2025-05-05 · 3 min read

Running LoRA Adapters in llama.cpp

llama.cpp is a C++ inference engine optimized for CPU. It supports LoRA adapters on quantized (GGUF) base models, allowing CPU inference of adapted models on machines without a GPU.

The workflow

Base model (GGUF) + LoRA (converted to GGML format) = full inference.

The key constraint: both must be for the same original architecture. A LoRA trained on Qwen/Qwen2.5-7B-Instruct works with a GGUF quantized from the same checkpoint.

Converting LoRA to GGML

The LoRA must be converted from safetensors to GGML format:

# Clone llama.cpp
git clone https://github.com/ggerganov/llama.cpp
cd llama.cpp

# Convert safetensors LoRA to GGML
python convert_lora_to_ggml.py \
  --model-dir /path/to/qwen25-7b-support-tone \
  --output adapter.ggml

The result is adapter.ggml (~30–100 MB depending on rank).

Quantizing the base model

Download or quantize the base model to GGUF:

# Using llama.cpp's quantize tool
./quantize /path/to/Qwen2.5-7B-Instruct-fp16.gguf qwen-q4.gguf Q4_K_M

Quantization levels: Q2 (smallest, ~3.5 bits/param), Q4 (4-bit, ~4.5 GB for 7B), Q5 (5-bit, ~5.5 GB), Q6 (6-bit, ~7 GB).

For CPU inference, Q4 is the sweet spot: good quality, reasonable speed.

Running inference

./server -m qwen-q4.gguf --lora adapter.ggml --lora-scale 0.8

The --lora-scale parameter controls adapter strength (0.0–1.0).

The server opens on http://localhost:8080 with an OpenAI-compatible API:

curl http://localhost:8080/v1/completions \
  -H "Content-Type: application/json" \
  -d '{
    "prompt": "The system is down. ",
    "max_tokens": 50
  }'

Performance expectations

On a recent MacBook Air (M2, 8-core CPU):

Configuration Throughput Time/token
Base model (Q4, no LoRA) 12 tok/sec 83ms
Base model (Q4, + LoRA) 10 tok/sec 100ms

LoRA adds ~15–20% latency due to matrix multiplication overhead. Still reasonable for non-real-time use.

On larger CPUs (16+ cores), throughput can reach 20+ tok/sec even with LoRA.

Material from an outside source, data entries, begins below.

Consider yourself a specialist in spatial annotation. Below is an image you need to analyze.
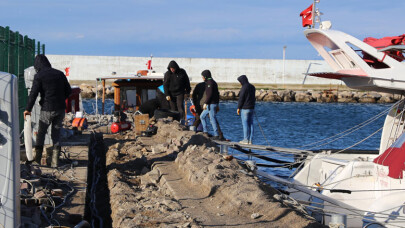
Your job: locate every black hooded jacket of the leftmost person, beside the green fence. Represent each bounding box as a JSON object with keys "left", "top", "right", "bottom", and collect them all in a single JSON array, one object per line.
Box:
[{"left": 26, "top": 55, "right": 72, "bottom": 112}]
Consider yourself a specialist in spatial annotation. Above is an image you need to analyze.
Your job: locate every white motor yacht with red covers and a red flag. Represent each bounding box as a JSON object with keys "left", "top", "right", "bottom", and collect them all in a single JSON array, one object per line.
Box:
[{"left": 258, "top": 1, "right": 405, "bottom": 227}]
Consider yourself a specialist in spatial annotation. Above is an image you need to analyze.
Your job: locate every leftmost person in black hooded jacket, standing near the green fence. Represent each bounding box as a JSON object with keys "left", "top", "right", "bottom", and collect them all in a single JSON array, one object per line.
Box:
[{"left": 24, "top": 54, "right": 72, "bottom": 167}]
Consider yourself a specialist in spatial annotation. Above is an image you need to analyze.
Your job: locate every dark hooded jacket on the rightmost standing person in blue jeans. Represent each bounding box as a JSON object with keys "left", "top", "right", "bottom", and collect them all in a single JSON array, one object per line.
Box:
[{"left": 238, "top": 75, "right": 256, "bottom": 109}]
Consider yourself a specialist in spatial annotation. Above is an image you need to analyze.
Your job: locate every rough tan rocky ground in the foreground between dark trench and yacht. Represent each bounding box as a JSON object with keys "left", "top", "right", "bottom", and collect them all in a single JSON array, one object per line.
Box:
[{"left": 104, "top": 119, "right": 323, "bottom": 228}]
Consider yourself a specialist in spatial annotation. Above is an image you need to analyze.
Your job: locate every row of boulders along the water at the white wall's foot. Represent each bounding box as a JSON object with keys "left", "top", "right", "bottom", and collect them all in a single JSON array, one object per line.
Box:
[{"left": 76, "top": 84, "right": 401, "bottom": 103}]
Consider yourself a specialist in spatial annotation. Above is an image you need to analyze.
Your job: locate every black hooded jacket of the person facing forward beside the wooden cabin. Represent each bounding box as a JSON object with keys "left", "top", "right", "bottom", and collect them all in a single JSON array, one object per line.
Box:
[{"left": 163, "top": 60, "right": 191, "bottom": 96}]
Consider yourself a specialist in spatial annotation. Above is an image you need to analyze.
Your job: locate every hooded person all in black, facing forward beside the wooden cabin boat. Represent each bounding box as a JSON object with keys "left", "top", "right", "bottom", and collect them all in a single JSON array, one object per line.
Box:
[{"left": 163, "top": 60, "right": 191, "bottom": 120}]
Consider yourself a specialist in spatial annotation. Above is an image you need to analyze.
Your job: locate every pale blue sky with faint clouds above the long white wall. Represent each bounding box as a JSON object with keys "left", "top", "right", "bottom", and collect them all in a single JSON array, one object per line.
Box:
[{"left": 0, "top": 0, "right": 405, "bottom": 59}]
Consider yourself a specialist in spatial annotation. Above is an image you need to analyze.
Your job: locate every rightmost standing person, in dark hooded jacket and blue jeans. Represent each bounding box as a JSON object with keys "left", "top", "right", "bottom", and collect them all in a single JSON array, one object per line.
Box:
[{"left": 237, "top": 75, "right": 256, "bottom": 144}]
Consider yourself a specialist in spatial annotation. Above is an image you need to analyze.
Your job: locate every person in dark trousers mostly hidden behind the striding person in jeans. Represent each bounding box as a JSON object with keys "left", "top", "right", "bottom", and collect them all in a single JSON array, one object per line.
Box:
[{"left": 192, "top": 82, "right": 225, "bottom": 140}]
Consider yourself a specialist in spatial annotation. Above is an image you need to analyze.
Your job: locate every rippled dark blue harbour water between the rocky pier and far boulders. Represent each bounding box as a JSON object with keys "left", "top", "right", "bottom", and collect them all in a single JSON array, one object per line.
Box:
[{"left": 83, "top": 99, "right": 391, "bottom": 181}]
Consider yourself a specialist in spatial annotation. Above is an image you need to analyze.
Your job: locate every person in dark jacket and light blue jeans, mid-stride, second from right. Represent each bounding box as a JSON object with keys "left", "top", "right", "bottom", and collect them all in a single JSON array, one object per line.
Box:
[{"left": 200, "top": 70, "right": 219, "bottom": 140}]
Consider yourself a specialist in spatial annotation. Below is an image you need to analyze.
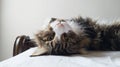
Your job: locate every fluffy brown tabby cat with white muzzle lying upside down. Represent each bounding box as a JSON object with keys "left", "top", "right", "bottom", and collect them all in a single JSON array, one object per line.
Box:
[{"left": 31, "top": 17, "right": 120, "bottom": 56}]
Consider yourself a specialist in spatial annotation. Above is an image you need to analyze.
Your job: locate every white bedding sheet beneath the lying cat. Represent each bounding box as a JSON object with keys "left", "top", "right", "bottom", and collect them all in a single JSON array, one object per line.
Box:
[{"left": 0, "top": 48, "right": 120, "bottom": 67}]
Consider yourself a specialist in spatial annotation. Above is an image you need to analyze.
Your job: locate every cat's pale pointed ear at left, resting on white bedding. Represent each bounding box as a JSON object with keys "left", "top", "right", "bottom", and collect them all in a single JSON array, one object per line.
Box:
[{"left": 30, "top": 47, "right": 48, "bottom": 57}]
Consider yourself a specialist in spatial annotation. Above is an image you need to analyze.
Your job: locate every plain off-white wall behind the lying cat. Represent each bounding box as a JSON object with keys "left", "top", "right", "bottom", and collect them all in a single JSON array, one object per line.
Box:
[{"left": 0, "top": 0, "right": 120, "bottom": 60}]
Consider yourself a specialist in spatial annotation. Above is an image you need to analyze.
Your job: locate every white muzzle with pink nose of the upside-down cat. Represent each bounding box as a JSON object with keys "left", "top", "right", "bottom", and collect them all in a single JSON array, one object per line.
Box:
[{"left": 49, "top": 18, "right": 72, "bottom": 39}]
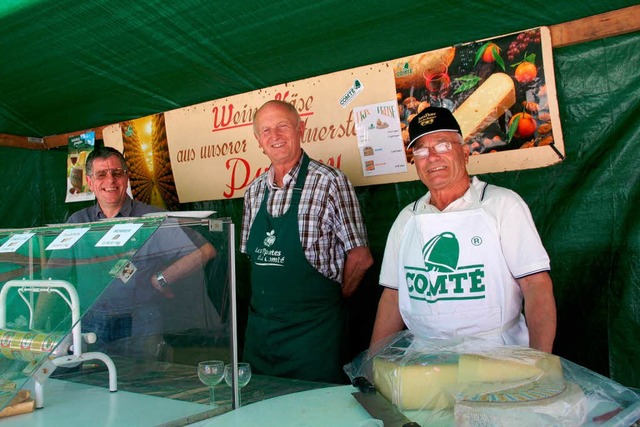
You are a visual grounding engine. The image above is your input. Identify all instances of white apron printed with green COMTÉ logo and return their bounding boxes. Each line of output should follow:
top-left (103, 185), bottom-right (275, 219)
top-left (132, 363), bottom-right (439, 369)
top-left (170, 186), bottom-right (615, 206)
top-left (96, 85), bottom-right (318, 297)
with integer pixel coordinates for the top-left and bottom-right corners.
top-left (398, 208), bottom-right (529, 346)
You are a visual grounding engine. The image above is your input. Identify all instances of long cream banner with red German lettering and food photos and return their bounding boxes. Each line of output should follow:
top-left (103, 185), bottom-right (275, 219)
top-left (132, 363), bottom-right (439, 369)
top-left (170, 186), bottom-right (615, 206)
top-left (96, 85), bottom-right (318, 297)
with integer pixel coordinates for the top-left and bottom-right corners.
top-left (103, 27), bottom-right (564, 204)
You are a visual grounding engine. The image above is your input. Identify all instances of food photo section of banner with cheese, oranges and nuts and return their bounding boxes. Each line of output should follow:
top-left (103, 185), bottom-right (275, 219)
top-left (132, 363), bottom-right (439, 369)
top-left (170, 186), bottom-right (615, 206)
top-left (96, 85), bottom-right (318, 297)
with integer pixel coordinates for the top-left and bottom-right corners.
top-left (394, 27), bottom-right (564, 174)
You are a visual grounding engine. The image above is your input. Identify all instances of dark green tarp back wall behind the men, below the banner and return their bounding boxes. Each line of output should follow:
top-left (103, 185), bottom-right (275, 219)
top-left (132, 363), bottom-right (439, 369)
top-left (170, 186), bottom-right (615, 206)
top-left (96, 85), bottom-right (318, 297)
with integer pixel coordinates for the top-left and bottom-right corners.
top-left (0, 12), bottom-right (640, 387)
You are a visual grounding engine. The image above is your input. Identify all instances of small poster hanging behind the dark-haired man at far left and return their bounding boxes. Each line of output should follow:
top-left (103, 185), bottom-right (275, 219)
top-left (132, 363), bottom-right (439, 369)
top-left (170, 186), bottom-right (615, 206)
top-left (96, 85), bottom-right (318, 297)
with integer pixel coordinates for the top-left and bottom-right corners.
top-left (65, 132), bottom-right (96, 203)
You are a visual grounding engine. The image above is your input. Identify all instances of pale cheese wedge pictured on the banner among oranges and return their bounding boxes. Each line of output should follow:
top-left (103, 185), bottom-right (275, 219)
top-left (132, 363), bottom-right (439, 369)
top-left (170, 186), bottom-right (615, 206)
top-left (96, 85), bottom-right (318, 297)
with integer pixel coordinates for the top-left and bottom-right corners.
top-left (453, 73), bottom-right (516, 141)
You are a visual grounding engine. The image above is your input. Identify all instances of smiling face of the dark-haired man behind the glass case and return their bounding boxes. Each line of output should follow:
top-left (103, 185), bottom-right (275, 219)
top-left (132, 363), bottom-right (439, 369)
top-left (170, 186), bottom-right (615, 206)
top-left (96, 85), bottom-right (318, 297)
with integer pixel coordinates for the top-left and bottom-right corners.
top-left (87, 156), bottom-right (129, 216)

Real example: phi3-mini-sql-helper

The registry includes phi3-mini-sql-helper with format: gguf. Perfect candidate for llama.cpp:

# Download base + adapter
mfl pull Phi-3-mini-4k-instruct  # hypothetical base checkpoint
mfl pull phi3-mini-sql-helper

# Quantize base if not already
python convert_lora_to_ggml.py \
  --model-dir ./phi3-mini-sql-helper \
  --output phi3-sql.ggml

# Run server
./server -m phi3-mini-4k-q4.gguf --lora phi3-sql.ggml --lora-scale 0.9

Phi-3-mini is only 3.8B parameters; with Q4 quantization it's ~2 GB + 50 MB LoRA. Runs comfortably on a Raspberry Pi 4 (8 GB RAM).

Multi-adapter (advanced)

llama.cpp supports loading multiple adapters, but only one active at a time:

./server -m base.gguf \
  --lora adapter1.ggml \
  --lora adapter2.ggml

Switching adapters requires restarting the inference thread; true hot-swap is not supported.

For production multi-adapter serving, use vLLM or TGI instead.

Limitations

Ollama frontend

Ollama wraps llama.cpp and makes LoRA loading friendlier:

ollama create custom \
  -f Modelfile

# Inside Modelfile:
FROM phi3-mini:4k
ADAPTER ./phi3-sql.ggml

Then:

ollama run custom "Write a SQL query to fetch user data."

Ollama handles the LoRA conversion and model management automatically.

CPU inference strategy

Use llama.cpp for: - Development on consumer hardware (MacBook, Linux laptop) - Edge deployment (Raspberry Pi, embedded systems) - Cost-sensitive inference (no GPU rental) - Privacy (everything runs locally)

The tradeoff: 5–10x slower than GPU inference. Acceptable for chatbots, not for real-time applications.

llama.cpp proves that adapter inference is not GPU-exclusive. A well-quantized base model + LoRA runs surprisingly well on CPU.